Ditton Wine Traders’ fine wine blog
3 February 2011Fine wine to diversify your investment portfolio?
A recent IMF working paper has generated wide-ranging debate on wine investment , both from within the trade and, interestingly, a number of opinion-forming media, such as the Financial Times or the Economist newspaper online, as-well-as trade actors, Liv-ex, the fine wine exchange and the drinks business, a publishing company.
Two recurring themes have emerged in these debates, the value of wine as an alternative investment and whether or not extreme price fluctuations among commodities remains supply-side, that is climatic conditions, scarcity and Parker points, or has become demand-driven, ‘a recent phenomena’.
Something that is not quite so apparent in these debates is that the paper’s brief, in fact, was to analyse the factors contributing to price-formation – in the shape of extreme price fluctuations over the last two decades – by comparing two very distinct commodities, and not to look for a correlation between oil and fine wine, per se.

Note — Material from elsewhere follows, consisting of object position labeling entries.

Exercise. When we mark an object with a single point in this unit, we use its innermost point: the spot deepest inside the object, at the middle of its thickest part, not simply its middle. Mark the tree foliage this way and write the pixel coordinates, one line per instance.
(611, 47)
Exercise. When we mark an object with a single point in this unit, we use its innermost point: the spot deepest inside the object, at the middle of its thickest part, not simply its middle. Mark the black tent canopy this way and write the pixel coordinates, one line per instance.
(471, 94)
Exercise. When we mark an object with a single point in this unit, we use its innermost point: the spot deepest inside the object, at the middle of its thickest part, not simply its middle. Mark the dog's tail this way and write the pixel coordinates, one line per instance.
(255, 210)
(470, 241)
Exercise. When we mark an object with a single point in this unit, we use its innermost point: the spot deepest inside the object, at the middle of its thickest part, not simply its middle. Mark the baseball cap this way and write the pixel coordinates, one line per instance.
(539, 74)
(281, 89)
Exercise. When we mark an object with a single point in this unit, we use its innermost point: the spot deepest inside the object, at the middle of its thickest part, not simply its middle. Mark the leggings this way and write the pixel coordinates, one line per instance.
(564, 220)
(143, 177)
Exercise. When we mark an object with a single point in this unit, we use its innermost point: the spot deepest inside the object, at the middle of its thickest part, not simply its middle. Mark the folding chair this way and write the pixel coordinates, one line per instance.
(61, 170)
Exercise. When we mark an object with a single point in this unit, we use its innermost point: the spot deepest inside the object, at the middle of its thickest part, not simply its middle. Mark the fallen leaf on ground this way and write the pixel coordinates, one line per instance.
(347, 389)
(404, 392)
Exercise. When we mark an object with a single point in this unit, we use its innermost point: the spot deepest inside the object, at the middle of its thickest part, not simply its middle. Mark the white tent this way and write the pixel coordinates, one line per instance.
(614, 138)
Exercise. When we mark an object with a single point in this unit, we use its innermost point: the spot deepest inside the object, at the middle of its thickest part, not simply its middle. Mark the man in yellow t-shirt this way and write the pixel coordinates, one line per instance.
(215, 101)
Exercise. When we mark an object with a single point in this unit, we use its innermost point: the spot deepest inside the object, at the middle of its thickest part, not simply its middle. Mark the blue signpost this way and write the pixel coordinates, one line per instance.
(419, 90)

Where fine wine is explicitly referred to as a potential alternative investment asset, the paper concludes that this is a particularly interesting question.
Modern portfolios would typically consist of stocks and bonds and would not have substantial exposure to commodities. The value of fine wine as a diversifier in this context is not being questioned at all. Indeed, one of the most notable findings is by how much the respective commodity prices came off in the sudden turbulence of 2008: oil by 70% as compared to fine wine by 42%. This is further illustrated in the FT article, which reports that, according to the paper’s findings, a 4% reduction in industrial output in emerging market economies would induce a 22% fall in real oil prices and a 15% decline in fine wine prices.
Whereas, if the IMF and the Economist economists are correct and fine wine has started to behave like other commodities, i.e. it is exposed to macroeconomic shocks; it is not derivatised and therefore has to be inherently less risky. Each of the above observations support this theory, that fine wine is less volatile than oil or other commodities and, therefore, is an appropriate tool for portfolio diversification.
In our view, all the recent data does suggest that fine wine is a worthy diversifier because it is not positively correlated with stocks and bonds and it’s less volatile than other commodities.